だからこそ、そこをどのように描くかを大事にしようと思ったわ。
では、逆に原作と変えたところは?
監督
小説と映画の大きな違いというのは、特に物語の後半の部分。原作では臓器を提供するシモンのほうにウエイトが置かれて描かれていたんだけれど、私は提供する側と提供される側の両方を同列に描くことが重要だと思ったの。それに、死よりも生をより描きたかったし、そのほうが映画的にはいいんじゃないかという思いもあったからなのよ。
シモンとクレールをつなぐ役割を果たしている移植コーディネーターは、誰かの命を救うと同時に誰かの命を終わらせなければいけないという精神的にはかなりきつい職業。
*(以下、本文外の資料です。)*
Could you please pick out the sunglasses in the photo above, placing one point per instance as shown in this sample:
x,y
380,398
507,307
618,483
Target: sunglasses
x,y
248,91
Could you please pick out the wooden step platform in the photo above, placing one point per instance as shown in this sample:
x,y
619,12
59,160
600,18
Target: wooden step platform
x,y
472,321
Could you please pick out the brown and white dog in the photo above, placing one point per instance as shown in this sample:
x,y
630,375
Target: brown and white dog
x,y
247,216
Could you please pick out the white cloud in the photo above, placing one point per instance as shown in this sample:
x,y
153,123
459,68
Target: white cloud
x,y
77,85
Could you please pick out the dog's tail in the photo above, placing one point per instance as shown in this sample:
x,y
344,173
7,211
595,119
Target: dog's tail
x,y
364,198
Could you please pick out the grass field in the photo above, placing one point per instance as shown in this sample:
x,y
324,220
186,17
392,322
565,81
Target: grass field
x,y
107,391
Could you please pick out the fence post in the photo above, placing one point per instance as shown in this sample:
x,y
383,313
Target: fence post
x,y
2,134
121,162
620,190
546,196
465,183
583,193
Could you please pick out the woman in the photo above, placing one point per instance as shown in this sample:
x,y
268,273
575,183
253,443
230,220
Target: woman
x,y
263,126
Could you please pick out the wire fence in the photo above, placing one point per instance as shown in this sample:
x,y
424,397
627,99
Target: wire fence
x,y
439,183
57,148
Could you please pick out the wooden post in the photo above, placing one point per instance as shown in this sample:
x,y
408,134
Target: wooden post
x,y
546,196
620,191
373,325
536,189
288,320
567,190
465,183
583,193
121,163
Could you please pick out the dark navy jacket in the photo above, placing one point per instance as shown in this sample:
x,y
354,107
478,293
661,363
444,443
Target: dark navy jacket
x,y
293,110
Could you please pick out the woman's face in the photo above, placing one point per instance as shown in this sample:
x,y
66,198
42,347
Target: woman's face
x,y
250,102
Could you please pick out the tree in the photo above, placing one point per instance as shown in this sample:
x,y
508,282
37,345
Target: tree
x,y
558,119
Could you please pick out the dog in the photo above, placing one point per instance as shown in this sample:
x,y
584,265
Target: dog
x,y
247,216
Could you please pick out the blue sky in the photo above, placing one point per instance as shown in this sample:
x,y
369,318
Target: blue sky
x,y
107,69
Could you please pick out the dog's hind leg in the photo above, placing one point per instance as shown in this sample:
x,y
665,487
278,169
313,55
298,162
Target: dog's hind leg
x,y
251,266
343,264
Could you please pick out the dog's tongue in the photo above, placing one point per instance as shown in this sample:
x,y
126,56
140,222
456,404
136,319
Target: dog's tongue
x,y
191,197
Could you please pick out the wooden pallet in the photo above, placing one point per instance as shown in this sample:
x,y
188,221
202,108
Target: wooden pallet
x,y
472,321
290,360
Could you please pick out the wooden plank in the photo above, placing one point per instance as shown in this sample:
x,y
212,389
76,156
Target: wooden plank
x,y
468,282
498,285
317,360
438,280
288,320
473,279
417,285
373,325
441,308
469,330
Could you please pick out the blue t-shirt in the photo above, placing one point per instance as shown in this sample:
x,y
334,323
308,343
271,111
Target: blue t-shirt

実際に病院で彼らの様子を見て感じたことはありますか?
監督
彼らの仕事ぶりや感情の捉え方を間近に見ることができて、いろいろと新しいことを学べたと思うわ。事前に医学的な知識や臓器移植に関するプロセスというのはそれなりに自分のなかに蓄えてはいたけれど、実際に彼らを観察することで彼らの抱いている感情を知ることができたので、ものすごく細かく、具体的に描写することができたのよ。
それから、移植コーディネーターというのは、死から生へと人々をつなぐメッセンジャーのような役割を果たす神秘的な仕事だとも感じたわ。